Ella sólo quería ser el reflejo de lo que estaba por venir,
de ese futuro idealizado que nunca conseguiría y con el que soñaría todos los
días de su vida. Imprimía velocidad a su existencia del mismo modo que yo me
perdía en explicaciones inertes acerca de la mejor forma de posicionarme en un
sofá desvencijado. Digamos que ella era la casa finalizada y yo el agente
inmobiliario que magnificaba los acabados de la misma.
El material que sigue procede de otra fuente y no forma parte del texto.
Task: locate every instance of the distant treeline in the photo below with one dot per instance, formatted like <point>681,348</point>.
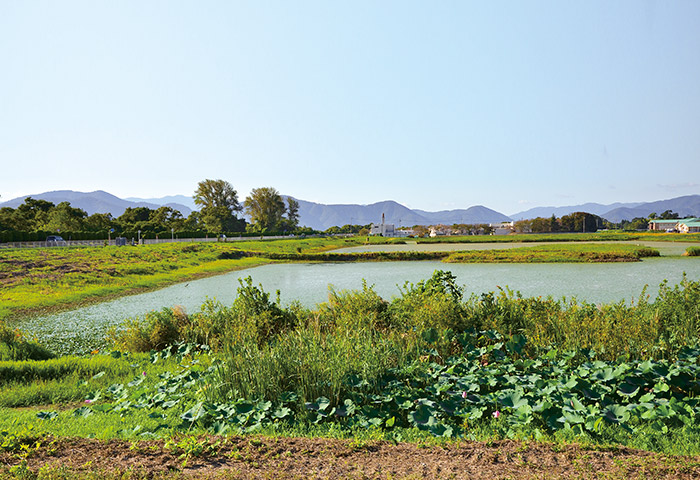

La vida pasaba a través
de ella y era la vida la que aprendía a lidiar con ella. Su fortaleza residía
en que no necesitaba de nadie para seguir hacia delante ni coaccionaba a nadie
con la ambivalente moneda de la amistad. En aquellas ocasiones en que su coraza
se rompía y auxilio pasaba a ser la única palabra en su romo diccionario, me
escribía. Lo hacía cuando tenía miedo y su prosa no era tendenciosa ni
excesiva. Era cierta, pegajosa y visceral. El miedo la hacía deshacerse de
cualquier rubor y me golpeaba en el estómago con aquella suma de palabras
voluptuosas que me dejaban al borde de la debilidad, de aquella que me hacía
desayunar en un aeropuerto siempre que la echaba de menos. Pero siempre que
llegaba el correo, me contenía, esperaba a que fuera de noche y engatusaba la
yugular de alguna desprevenida mujer y aplacaba con otro cuerpo mis ansias de
volver a verla desnuda destrozando mis tímpanos con los sonidos guturales que
hacía cuando llegaba al orgasmo. En la temida mañana siguiente, cuando mi personaje
dejaba de tener fuerza y lo hacía huir por la ventana a puntapiés llevando
consigo el recuerdo vacío de un cuerpo que no me pertenecía, volvía a mí el
recuerdo del correo aullando desde el buzón sabedor de que tarde o temprano, un
nuevo recibo de la cafetería del aeropuerto se perdería entre mis facturas sin
pagar. Hasta que, simplemente, ese personaje que utilizaba de madrugada pasó a
ser referencia y captador de más minutos en el burlesque que sustituye a mi
vida desde hace un tiempo. Y el correo seguía llegando y se amontonaba con las
demás facturas y pasó a ser eso, una responsabilidad aburrida con la que , por
inmaduro, ya no me apetecía lidiar. Y coño, me encontré feliz una mañana viendo
en el reflejo de la ventana, el pelo enmarañado de una mujer entre las sabanas
mientras que la luz de una mañana de Junio y la música más libre de la chicha
sonaba ancestral, dándole a toda la escena una verdad mil veces superior al
estertor redundante que exhalaba su último aliento en mi buzón. Es hora de ser
el actor principal. Bienvenidos al vodevil.